Rufus Wainwright Gets 'Naked and Intense' on New Album

Rufus WainwrightRufus Wainwright has written an opera ('Prima Donna'), recreated one of music's most famous vocal performances (Judy Garland's 'Judy at Carnegie Hall') and shared a stage with U2, Courtney Love and more. With those accomplishments, you'd think a piano and vocal record would be a breeze for the singer-songwriter. "I'm recording my next album, which is a solo piano/voice record and it's oddly enough turning out to be the most difficult thing I've ever done, especially after hiding behind a 70-piece orchestra with my opera where you can blame everything on the tuba player," Wainwright tells Spinner.
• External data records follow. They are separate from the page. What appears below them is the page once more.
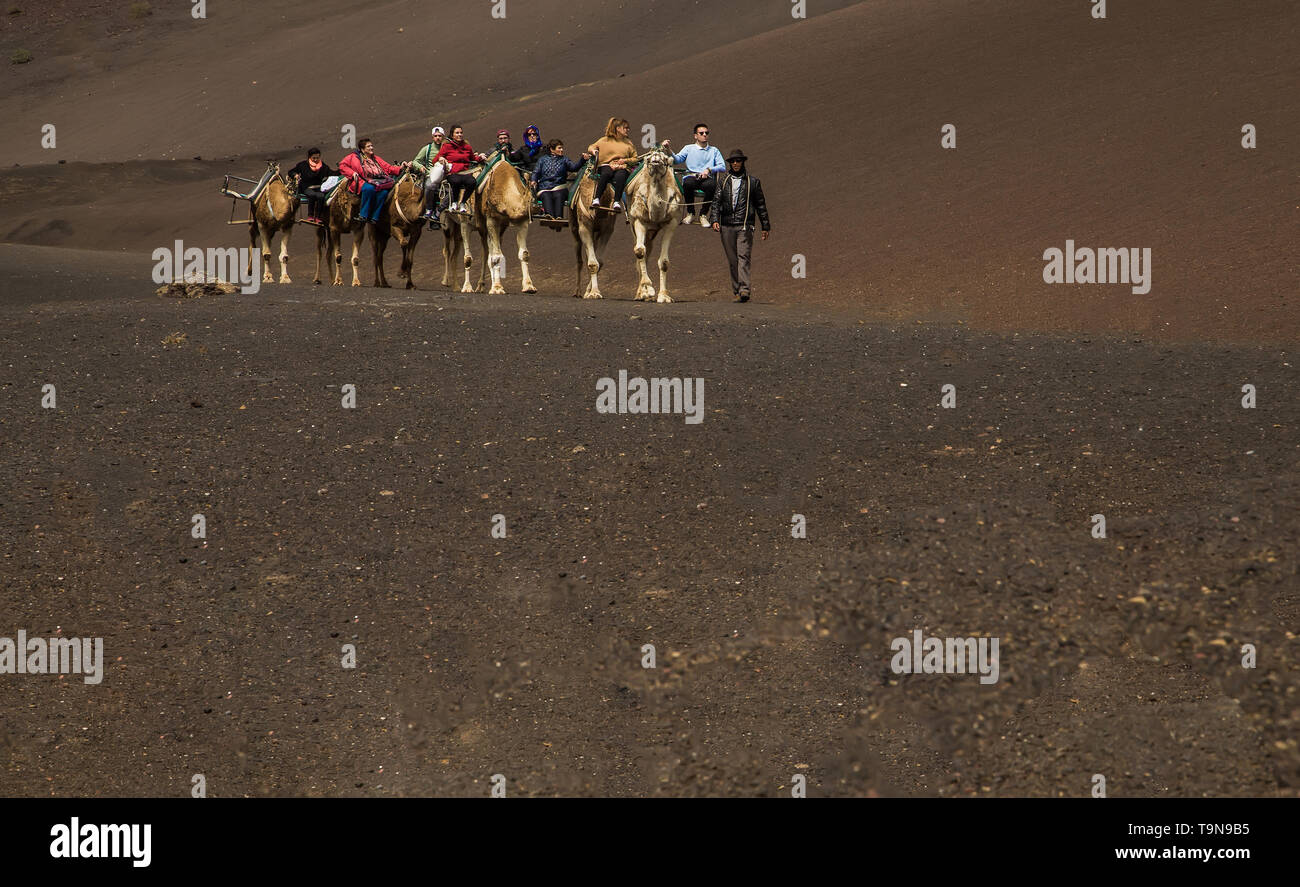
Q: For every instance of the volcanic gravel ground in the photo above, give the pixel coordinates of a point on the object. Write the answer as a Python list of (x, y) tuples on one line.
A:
[(521, 656)]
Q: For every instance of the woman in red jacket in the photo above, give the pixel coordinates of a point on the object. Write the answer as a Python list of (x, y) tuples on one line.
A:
[(458, 152), (371, 176)]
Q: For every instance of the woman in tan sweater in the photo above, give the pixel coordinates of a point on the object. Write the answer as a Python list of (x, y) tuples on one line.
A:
[(614, 152)]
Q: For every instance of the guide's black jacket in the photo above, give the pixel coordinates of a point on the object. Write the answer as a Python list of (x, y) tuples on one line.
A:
[(749, 206)]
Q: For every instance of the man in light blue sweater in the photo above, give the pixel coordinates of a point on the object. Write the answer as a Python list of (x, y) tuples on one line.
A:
[(703, 161)]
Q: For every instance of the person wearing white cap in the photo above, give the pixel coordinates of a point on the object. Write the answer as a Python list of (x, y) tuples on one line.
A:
[(433, 173)]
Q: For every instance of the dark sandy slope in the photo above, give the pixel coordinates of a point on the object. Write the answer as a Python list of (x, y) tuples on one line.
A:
[(1117, 133), (523, 656)]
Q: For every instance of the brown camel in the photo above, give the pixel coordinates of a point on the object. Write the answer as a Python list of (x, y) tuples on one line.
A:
[(654, 206), (503, 202), (342, 220), (273, 213), (399, 219), (592, 230)]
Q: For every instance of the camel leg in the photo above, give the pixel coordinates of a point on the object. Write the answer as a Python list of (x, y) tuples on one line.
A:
[(358, 238), (645, 289), (666, 233), (336, 255), (449, 250), (495, 258), (252, 247), (521, 238), (264, 230), (320, 254), (469, 259), (408, 241), (593, 265), (284, 252), (378, 243)]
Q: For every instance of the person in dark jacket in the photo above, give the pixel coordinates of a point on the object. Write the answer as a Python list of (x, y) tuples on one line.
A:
[(503, 145), (737, 203), (311, 173), (550, 178), (531, 151)]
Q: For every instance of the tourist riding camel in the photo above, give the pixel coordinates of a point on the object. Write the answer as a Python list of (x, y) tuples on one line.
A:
[(531, 151), (433, 174), (371, 176), (550, 178), (703, 161), (615, 152), (311, 173), (459, 155)]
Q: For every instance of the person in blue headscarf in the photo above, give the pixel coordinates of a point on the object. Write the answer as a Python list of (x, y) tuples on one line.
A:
[(531, 151)]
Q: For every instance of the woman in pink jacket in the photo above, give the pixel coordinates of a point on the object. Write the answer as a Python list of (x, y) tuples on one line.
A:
[(371, 176)]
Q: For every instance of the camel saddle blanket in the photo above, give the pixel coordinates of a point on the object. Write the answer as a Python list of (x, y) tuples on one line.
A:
[(481, 174), (333, 193)]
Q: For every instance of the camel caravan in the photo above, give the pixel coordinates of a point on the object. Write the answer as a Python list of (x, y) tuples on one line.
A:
[(451, 187)]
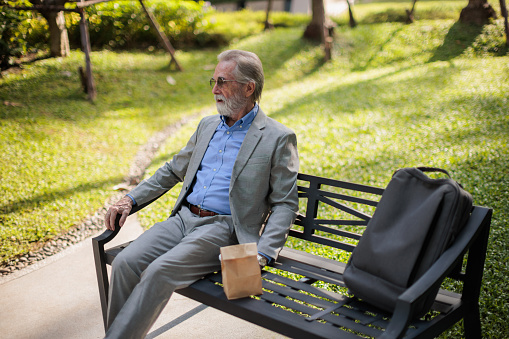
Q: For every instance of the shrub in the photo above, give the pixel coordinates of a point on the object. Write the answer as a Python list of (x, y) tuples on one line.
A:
[(124, 25), (12, 35)]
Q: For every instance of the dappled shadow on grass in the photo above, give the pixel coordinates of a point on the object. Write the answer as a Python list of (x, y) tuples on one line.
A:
[(389, 40), (348, 98), (458, 39), (52, 90), (46, 198)]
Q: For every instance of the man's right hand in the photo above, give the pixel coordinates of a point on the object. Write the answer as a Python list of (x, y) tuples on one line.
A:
[(123, 206)]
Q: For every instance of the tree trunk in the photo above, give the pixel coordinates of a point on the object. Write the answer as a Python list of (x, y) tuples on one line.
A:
[(503, 10), (352, 21), (268, 24), (59, 41), (315, 29), (477, 12)]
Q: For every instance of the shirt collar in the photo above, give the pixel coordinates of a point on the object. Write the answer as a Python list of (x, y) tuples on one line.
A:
[(246, 120)]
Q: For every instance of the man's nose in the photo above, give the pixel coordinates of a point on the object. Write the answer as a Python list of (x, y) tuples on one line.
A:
[(215, 89)]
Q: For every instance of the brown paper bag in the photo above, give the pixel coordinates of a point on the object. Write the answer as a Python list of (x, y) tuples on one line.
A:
[(241, 271)]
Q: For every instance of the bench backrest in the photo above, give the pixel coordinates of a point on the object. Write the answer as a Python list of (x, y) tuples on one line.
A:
[(335, 211)]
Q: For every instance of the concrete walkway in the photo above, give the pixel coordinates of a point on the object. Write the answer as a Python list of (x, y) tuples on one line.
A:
[(58, 298)]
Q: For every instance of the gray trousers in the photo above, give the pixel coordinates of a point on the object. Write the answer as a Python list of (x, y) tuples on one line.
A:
[(170, 255)]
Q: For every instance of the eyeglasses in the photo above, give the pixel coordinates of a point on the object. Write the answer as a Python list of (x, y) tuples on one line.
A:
[(220, 82)]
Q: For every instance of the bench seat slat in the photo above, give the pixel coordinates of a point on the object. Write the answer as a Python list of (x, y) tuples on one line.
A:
[(260, 312)]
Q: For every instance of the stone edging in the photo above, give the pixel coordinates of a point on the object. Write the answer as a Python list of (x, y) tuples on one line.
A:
[(93, 224)]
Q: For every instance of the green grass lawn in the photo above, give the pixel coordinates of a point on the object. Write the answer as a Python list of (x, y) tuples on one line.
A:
[(433, 93)]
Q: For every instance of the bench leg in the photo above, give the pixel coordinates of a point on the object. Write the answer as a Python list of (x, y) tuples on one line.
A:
[(102, 278), (472, 323)]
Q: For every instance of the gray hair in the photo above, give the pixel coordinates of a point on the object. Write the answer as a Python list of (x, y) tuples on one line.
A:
[(248, 69)]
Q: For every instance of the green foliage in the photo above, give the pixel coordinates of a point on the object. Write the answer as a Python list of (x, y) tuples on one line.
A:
[(12, 39), (394, 11), (388, 101), (125, 25), (62, 155)]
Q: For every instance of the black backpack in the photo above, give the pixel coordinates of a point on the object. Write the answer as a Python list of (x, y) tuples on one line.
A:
[(416, 220)]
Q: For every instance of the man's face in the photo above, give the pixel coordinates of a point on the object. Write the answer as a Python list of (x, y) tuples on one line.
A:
[(230, 97)]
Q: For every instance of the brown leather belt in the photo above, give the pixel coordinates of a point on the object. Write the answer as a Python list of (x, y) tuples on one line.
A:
[(199, 212)]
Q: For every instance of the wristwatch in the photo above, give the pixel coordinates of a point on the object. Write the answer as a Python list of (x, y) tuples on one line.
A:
[(262, 261)]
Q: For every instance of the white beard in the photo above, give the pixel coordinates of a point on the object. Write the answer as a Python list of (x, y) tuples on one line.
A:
[(230, 107)]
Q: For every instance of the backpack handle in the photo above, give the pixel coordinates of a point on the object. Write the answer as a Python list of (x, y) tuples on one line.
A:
[(433, 169)]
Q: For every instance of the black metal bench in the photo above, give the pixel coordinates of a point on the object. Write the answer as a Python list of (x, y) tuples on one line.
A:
[(308, 289)]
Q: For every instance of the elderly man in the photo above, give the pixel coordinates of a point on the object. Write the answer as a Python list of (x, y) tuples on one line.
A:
[(239, 172)]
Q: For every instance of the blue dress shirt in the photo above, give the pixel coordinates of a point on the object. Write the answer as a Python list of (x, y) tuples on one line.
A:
[(211, 187)]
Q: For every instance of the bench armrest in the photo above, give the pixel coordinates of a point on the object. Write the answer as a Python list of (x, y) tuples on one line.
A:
[(109, 235), (478, 222)]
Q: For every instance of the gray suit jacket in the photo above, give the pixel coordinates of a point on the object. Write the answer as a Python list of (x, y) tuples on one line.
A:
[(263, 187)]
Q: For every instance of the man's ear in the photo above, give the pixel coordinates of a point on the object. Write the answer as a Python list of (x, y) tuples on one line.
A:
[(250, 89)]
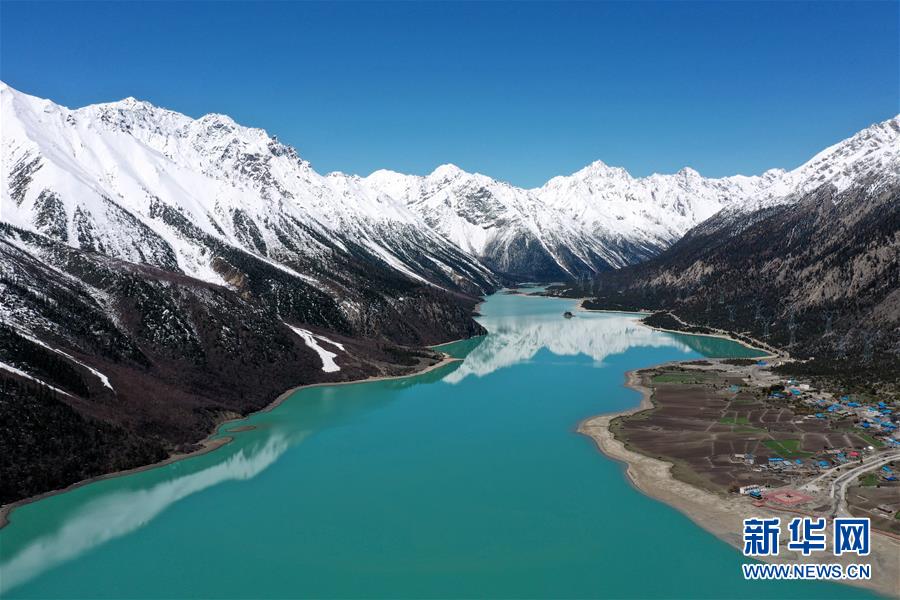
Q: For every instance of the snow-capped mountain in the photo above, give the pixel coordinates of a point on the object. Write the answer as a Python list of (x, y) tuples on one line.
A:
[(138, 182), (601, 216), (149, 185)]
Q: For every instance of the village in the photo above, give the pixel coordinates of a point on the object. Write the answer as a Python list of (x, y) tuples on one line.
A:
[(737, 427)]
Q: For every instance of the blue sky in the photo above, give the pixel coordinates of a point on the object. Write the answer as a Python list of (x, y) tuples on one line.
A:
[(521, 92)]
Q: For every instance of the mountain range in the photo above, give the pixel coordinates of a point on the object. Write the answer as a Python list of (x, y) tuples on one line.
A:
[(160, 274)]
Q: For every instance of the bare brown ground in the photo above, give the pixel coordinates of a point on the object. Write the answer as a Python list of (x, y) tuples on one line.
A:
[(723, 515)]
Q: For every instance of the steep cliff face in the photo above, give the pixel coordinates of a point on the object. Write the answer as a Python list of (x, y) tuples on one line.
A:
[(112, 365), (600, 217), (818, 275)]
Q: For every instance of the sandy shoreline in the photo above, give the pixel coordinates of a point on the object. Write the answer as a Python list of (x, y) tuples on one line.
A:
[(721, 515), (211, 442)]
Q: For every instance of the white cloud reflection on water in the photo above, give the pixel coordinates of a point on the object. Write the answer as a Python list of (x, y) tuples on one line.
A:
[(117, 514), (517, 339)]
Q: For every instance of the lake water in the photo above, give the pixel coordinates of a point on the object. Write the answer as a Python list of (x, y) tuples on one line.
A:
[(466, 481)]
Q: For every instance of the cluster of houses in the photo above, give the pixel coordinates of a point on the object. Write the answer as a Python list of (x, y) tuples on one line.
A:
[(875, 419)]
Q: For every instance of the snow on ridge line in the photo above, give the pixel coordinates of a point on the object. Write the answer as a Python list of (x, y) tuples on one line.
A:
[(103, 378), (20, 372), (309, 338)]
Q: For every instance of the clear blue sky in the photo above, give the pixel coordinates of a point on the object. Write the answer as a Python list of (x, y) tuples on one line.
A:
[(520, 91)]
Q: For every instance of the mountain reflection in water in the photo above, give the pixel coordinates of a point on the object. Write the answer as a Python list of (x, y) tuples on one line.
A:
[(516, 339)]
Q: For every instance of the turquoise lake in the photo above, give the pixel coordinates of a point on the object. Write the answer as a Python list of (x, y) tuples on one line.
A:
[(466, 481)]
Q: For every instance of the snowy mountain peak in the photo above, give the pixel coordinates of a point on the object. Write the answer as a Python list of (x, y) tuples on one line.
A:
[(103, 175), (447, 171)]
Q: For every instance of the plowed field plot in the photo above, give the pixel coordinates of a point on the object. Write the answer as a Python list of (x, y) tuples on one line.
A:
[(706, 420)]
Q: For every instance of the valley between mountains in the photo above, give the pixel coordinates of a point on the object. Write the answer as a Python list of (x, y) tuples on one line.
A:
[(160, 274)]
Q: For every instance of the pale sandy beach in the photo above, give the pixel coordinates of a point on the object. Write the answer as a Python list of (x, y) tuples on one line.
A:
[(721, 515)]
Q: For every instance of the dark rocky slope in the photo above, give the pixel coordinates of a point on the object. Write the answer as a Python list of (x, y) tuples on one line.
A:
[(181, 355), (818, 276)]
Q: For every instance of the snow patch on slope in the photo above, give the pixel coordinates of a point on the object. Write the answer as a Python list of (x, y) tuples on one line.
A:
[(309, 338)]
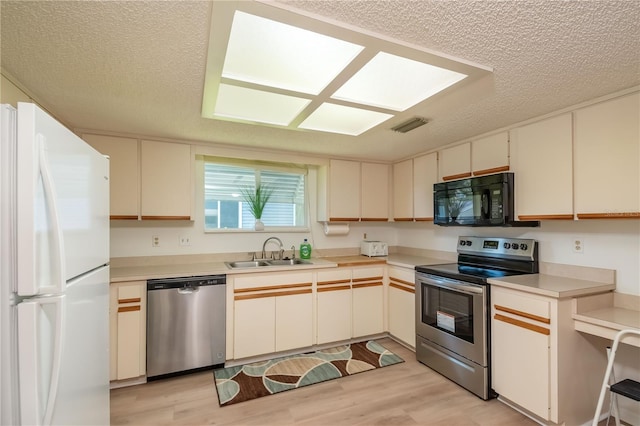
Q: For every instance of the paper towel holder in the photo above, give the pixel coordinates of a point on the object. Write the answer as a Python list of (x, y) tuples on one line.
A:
[(336, 228)]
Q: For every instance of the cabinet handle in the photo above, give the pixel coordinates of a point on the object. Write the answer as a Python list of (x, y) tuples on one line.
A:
[(458, 176), (522, 324), (612, 215), (490, 171), (522, 314), (546, 217)]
Why is that? "When I say difficult, I mean challenging and exciting and exhilarating," he says. "I'm enjoying it fully, but it's just very intense and naked. It's just my fingers and my voice and an instrument, so there's no real curtain in front of the Wizard."

Wainwright has already started to share some of the new album live, including 'Who Are You New York,' which he says is his ode to the city. "It's sort of my reply to 'I'm So Tired of America' or 'Going to a Town,'" he says. "It's my positive America song." Another new track is 'Zebulon,' about "A high school sweetheart." He'll also get literate, including three Shakespeare sonnets from a play he did with director Robert Wilson that's now running in Berlin.

Even with some of the challenges he's taken on in the past, was he hesitant about tackling the guy many call the greatest writer ever? "Yeah, on one hand it was certainly daunting and I'm not sure if I succeeded every time with what I did," he says. "But that being said, I was very, very proud of most of it, of pretty much all of it."

"What I'm trying to say, trying to be humble here, but putting the humility aside for a second, there was a tremendous affinity between William and I working together on this project," he continues, laughing. "In all honesty, his sonnets are so well-written and so fantastic that as a musician you can really stretch out and kind of bend the work. It was oddly really easy, but I had to be completely reverent as well."